Analysis log - nuriagaralon/genome-analysis GitHub Wiki

Analyses

1. Genome assembly

Assembly

  • 30/03/20: Running Canu on PacBio raw reads for the assembly. 4 contigs were obtained. Two of them do not have enough coverage to be considered part of the genome. A third one has more coverage (covStat=75.14) but it is still very little compared to the last one (covStat=5290.83). This last contig has a sequence length of 2,563,357 nt, and it is suggested to be circular.
  • 03/04/20: Running QUAST, MUMmer and Gepard to assess assembly quality, comparing the Canu contigs to the reference genome (assembled by Christel et al.). The plot indicates a large relocation in the genome, and it is likely due to the genome being circular and it not starting at the same spot as the reference genome.
  • 03/04/20: Running Circlator on the contigs.
  • 04/04/20: Checking Gepard dot plots of reference vs reference and new assembly vs new assembly. Contig tig00000059 showed a weird dot plot, so blastn of this contig against the nucleotide database was ran. Initially, since the size was similar to the phage Christel et al. had detected, I thought it was that, but the BLAST hits revealed it to be a PacBio synthetic sequence.
  • 04/04/20: run QUAST on only tig4064 vs the reference genome.
  • 05/04/20: rerun QUAST with --gene-finding. Previously it was run locally but this time we try using UPPMAX.
  • 06/04/20: rerun Circlator because it did not work. This time it exits properly.
  • 06/04/20: run QUAST on the Circlator output vs the reference genome. Creating relevant Gepard dot plots. It seems that the circularisation was successful but the translocation persists.
  • 07/04/20: run blastx on the beginning of both the reference genome and the output from circlator: is the gene at the beginning the same? The first gene was not dnaA for the reference genome.

Annotation

  • 08/04/20: Run Prokka and eggNOGmapper on the assembly.
  • 27/04/20: Initial comparison between both annotations using R
  • 12/05/20: Annotation refinement using R and BLAST

Synteny

  • 08/04/20: Pick sequences for synteny analysis: Leptospirillum ferriphilum ML04 (out of curiosity), Leptospirillum ferrooxidans, Thermodesulfovibrio yellowstonii (2Mbp) and Nitrospira defluvii (4Mbp).
  • 09/04/20: Synteny analysis using blastn, and visualisation on ACT and Circoletto

2. Differential expression analysis

Quality check and preprocessing

  • 12/04/20: Quality check of reads with FastQC and evaluation with MultiQC
  • 12/04/20: Read trimming with Trimmomatic and the parameters used for the paper. However, only one set of paired reads is trimmed as the reads are trimmed and available already.

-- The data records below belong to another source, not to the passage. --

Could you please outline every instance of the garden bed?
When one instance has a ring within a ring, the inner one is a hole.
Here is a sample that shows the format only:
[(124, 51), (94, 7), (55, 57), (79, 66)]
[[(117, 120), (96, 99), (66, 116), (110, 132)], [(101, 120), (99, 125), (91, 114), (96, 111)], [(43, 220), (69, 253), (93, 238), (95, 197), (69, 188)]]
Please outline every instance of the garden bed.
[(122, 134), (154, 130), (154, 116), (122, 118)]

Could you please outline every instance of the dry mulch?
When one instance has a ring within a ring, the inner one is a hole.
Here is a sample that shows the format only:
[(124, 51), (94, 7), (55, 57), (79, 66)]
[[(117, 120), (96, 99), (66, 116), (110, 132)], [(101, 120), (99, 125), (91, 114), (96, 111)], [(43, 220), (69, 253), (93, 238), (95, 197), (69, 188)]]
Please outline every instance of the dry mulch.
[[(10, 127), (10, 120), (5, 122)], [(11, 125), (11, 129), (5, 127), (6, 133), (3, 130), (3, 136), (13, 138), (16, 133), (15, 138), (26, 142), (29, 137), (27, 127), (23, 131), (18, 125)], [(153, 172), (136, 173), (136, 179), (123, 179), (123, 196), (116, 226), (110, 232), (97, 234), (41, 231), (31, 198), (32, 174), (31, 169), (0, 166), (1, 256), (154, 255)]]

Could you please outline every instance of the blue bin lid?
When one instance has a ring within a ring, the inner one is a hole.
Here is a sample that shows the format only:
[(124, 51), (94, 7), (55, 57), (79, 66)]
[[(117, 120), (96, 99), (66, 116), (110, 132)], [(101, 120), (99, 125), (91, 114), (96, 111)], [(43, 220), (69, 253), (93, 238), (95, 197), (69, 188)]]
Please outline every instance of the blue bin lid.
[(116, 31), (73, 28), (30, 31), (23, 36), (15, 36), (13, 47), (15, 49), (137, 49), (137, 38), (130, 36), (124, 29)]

They will be quality checked to see if they can be used.
  • 12/04/20: Quality check of trimmed reads (the ones I trimmed).
  • 16/04/20: Quality check of trimmed reads (the ones available). The reads I trimmed and these are comparable, so we will make use of the already available data.

Mapping

  • 16/04/20: Mapping the reads to the assembly using BWA and pipe it into SAMtools to generate a .bam file for each of the runs (using the paired reads output from Trimmomatic).
  • 22/04/20: Extracting the mapping statistics using SAMtools.
  • 22/04/20: The statistics were identical between the technical replicates, so a python script was written and executed to compare the reads among themselves. The reads in the technical replicates were identical, so to save space and running time further analyses would be conducted in only half of the files. If kept, it might also bias further analyses, as we would be analysing double the data we actually have.
  • 08/05/20: Indexing the BAM files with samtools for visualisation. Failed to visualise the files with IGV due to lack of memory.
  • 21/05/20: Visualisation of BAM files with Artemis

Read counting

  • 23/04/20: Reads that mapped to CDS were counted using HTSeq
  • 28/04/20: Analysis of mapped reads using R: what percentage of the reads maps? What percentage maps to CDS?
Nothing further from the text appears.